At dusk, we watch the bats make a sharp exit from the living room. We take this as our cue to leave too so we can go back to our home in the jungle boatyard and greet the mozzies who've got our names on placards like they're waiting outside the airport gates but Ben and Philippa’s trusty jeep doesn't start. It looks like little Alfi's switched something on in the ride up here and the battery has drained. 'Don't worry,' Ben says undaunted, 'I'll drive the lady's car. She said I could borrow it.' We all stare gratefully at the bright pink jeep in the drive and climb in. Our smiles soon fade. Turns out that this jeep has over 500,000 miles on the clock. 'Are you sure this car is alright?' Lulu asks. 'No problem,' Ben says, 'if it were daylight, you'd be seeing the road under your feet. By the way, have you seen a car that can do this?' He jiggles the steering wheel and it shakes so violently, it looks like it could come off any second in his hands. We all gasp and giggle and Delphine gets him to do it at least another five times before we decide another go would be just tempting fate. Lulu in particular, is taken with this vehicle. She tries to square it with herself that surely this woman doesn't drive, in her words, 'this incredibly dangerous old wreck' very often. That's our tween.  'Actually,' Ben says, turning the wheel as far it it will go into a steep downhill mountain bend, 'she drives it all the time.' 'Ha!' Lu exclaims, 'I knew she was a witch! Where did she go on holiday?' Ben shrugs. 'Haiti, I think.' Lu nods, quite serious now. 'She must be brushing up on her voodoo. Why else would you go to Haiti?’ 

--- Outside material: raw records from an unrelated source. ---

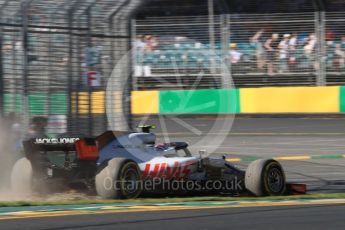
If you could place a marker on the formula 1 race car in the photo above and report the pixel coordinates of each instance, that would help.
(128, 164)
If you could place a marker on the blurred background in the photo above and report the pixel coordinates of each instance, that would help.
(57, 57)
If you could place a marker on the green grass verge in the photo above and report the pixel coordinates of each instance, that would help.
(169, 200)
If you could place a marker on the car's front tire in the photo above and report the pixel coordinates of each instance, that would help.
(22, 178)
(265, 177)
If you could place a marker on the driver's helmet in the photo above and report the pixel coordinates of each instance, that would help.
(162, 147)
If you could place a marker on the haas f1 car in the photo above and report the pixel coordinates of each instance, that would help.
(129, 164)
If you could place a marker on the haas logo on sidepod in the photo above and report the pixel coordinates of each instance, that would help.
(164, 170)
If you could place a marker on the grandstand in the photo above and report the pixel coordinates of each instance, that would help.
(184, 49)
(57, 56)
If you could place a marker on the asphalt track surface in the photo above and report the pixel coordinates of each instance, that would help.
(293, 217)
(257, 137)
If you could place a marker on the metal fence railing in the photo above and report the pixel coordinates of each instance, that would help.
(57, 58)
(257, 50)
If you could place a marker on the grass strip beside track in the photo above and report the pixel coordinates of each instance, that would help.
(167, 200)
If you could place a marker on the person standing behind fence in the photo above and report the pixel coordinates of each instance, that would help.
(309, 50)
(259, 50)
(283, 53)
(339, 54)
(292, 52)
(271, 47)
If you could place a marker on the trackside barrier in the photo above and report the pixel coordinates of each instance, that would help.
(329, 99)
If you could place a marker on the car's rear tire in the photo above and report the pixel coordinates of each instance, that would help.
(120, 179)
(22, 178)
(265, 177)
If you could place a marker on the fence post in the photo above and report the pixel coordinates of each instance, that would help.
(69, 68)
(226, 62)
(320, 49)
(134, 52)
(323, 78)
(211, 32)
(89, 87)
(2, 106)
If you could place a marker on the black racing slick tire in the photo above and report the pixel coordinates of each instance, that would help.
(120, 179)
(22, 178)
(265, 177)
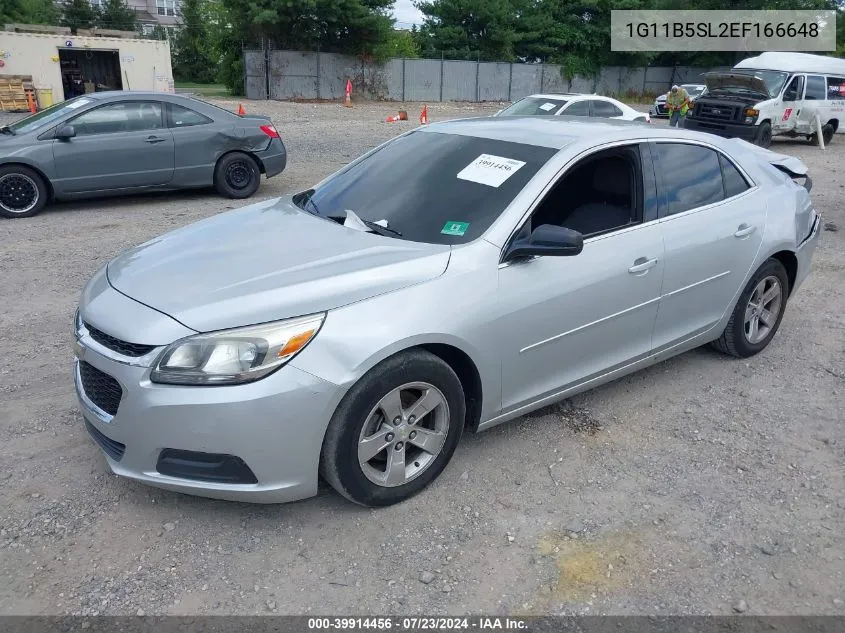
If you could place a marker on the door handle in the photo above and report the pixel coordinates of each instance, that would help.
(744, 230)
(642, 265)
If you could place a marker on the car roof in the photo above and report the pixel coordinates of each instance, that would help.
(559, 131)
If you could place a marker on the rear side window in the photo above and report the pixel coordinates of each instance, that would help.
(605, 109)
(734, 182)
(836, 87)
(431, 187)
(579, 108)
(177, 116)
(691, 176)
(531, 106)
(816, 89)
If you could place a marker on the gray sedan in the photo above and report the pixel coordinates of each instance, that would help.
(111, 143)
(454, 278)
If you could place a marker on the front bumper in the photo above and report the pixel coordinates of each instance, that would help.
(275, 426)
(274, 158)
(804, 254)
(726, 130)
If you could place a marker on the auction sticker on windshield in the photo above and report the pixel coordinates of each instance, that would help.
(490, 170)
(455, 228)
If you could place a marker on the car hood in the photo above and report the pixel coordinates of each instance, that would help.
(728, 79)
(265, 262)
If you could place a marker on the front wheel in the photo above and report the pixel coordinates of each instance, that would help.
(395, 431)
(22, 192)
(758, 313)
(237, 176)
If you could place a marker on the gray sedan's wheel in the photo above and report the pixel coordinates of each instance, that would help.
(22, 192)
(237, 175)
(395, 430)
(758, 313)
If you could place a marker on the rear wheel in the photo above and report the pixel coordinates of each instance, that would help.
(23, 192)
(758, 313)
(764, 134)
(395, 431)
(237, 176)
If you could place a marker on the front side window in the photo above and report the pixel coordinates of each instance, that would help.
(691, 176)
(605, 109)
(531, 106)
(429, 186)
(125, 116)
(602, 193)
(816, 88)
(579, 108)
(836, 87)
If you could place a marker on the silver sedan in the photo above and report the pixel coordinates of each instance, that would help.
(454, 278)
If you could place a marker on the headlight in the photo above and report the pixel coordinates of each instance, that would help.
(236, 356)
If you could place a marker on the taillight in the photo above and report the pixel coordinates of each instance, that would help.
(270, 131)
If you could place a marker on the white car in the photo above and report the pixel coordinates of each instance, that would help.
(574, 104)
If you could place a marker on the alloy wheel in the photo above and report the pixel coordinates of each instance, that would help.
(763, 309)
(403, 434)
(18, 193)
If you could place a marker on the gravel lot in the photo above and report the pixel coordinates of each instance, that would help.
(702, 485)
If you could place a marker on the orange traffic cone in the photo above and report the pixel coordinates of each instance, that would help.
(347, 100)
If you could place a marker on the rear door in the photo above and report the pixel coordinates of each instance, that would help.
(712, 222)
(120, 145)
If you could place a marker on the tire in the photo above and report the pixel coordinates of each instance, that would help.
(827, 133)
(738, 339)
(764, 135)
(237, 176)
(23, 193)
(417, 376)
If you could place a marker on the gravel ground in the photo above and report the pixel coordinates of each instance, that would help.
(702, 485)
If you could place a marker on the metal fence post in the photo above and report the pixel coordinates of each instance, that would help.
(510, 82)
(441, 76)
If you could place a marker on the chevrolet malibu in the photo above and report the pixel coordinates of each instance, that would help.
(454, 278)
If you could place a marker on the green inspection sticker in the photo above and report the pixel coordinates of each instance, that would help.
(454, 228)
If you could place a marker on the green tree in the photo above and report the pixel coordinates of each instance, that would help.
(192, 49)
(78, 14)
(117, 15)
(39, 12)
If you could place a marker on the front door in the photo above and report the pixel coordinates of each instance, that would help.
(564, 320)
(120, 145)
(712, 223)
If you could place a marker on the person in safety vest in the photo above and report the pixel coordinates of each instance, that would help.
(677, 103)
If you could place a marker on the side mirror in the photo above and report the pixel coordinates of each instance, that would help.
(65, 133)
(547, 240)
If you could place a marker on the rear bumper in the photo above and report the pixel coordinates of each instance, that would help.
(726, 130)
(274, 158)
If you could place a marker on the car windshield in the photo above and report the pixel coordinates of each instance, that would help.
(48, 115)
(429, 186)
(774, 80)
(534, 105)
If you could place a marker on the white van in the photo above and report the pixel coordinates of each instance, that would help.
(773, 93)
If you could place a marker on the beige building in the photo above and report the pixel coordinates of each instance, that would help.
(68, 65)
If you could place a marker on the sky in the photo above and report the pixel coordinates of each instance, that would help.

When we get back to Quest, we can’t believe we made it without a single injury, very unlike us. We wave good-bye to Ben in his bright pink jeep and climb the ladder up to Quest. ‘I never want to do that walk again,’ Delphine says. ‘Sounds good to me,’ Jack says, right behind her on the ladder. Lulu comes up behind the two of them, climbing the three metres up to the transom. ‘You guys are crazy. I loved it.’